Santiago, Tuxtla. Dos de la tarde. -¡Por fin recuerdo el camino para llegar al centro!- sigo caminando. El día está nebuloso y llovizna. Hace frío y me cubro con mis brazos, a pesar de tanto harapo. -Ya casi llego- pienso. Emocionada, temblorosa y a prisa estoy a punto de doblar en una esquina del callejón: la tiendita de enfrente. -Si, de ahí a la derecha y subo... siento unos pasos detrás y camino más rápido entre la brisa del frío:
-Mariquita! -Esa voz, tú voz- tiemblas de frío cuando me puedes abrazar- te escucho y veo que al decirme aquellas palabras extiendes tus brazos, con tu sonrisa pícara y tu estatura, tus ropas flojas, tu cabello...
Volteo, te miro, y dentro de mí, mi corazón sonríe, también te abrazo, voy hacia ti:
-Pensé que ya no me querías- te dije mientras acariciaba tu hombro y nos recargábamos en la pared de una casa color rosa. Aún te respiraba, el aroma de tu cuello, tu pelo... creí escuchar que me respondías...

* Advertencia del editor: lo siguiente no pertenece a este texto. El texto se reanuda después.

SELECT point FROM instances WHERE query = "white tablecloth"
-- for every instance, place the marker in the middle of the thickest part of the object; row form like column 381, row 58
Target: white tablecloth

Se escuchan las mañanitas, sube mi hermana a la habitación: -Feliz cumpleaños María!-.
Estoy recostada en la cama, rodeada de cobijas y temblando también. No es Santiago pero hace frío, no son los callejones húmedos en los que me perdía, es la casa. No son tus abrazos, ni tu voz, sólo es mi hermana:
-Recuerdo aquél día que naciste, tanto tiempo...
Su voz se desvanecía en mi cabeza, mientras trataba de recordar aquél rodeo, tus palabras... y el suspenso de aquello que me fatigaba, y que al verte sigo esperando... quisiera volver a esos callejones y que me dijeras... ¿A donde me llevarías después?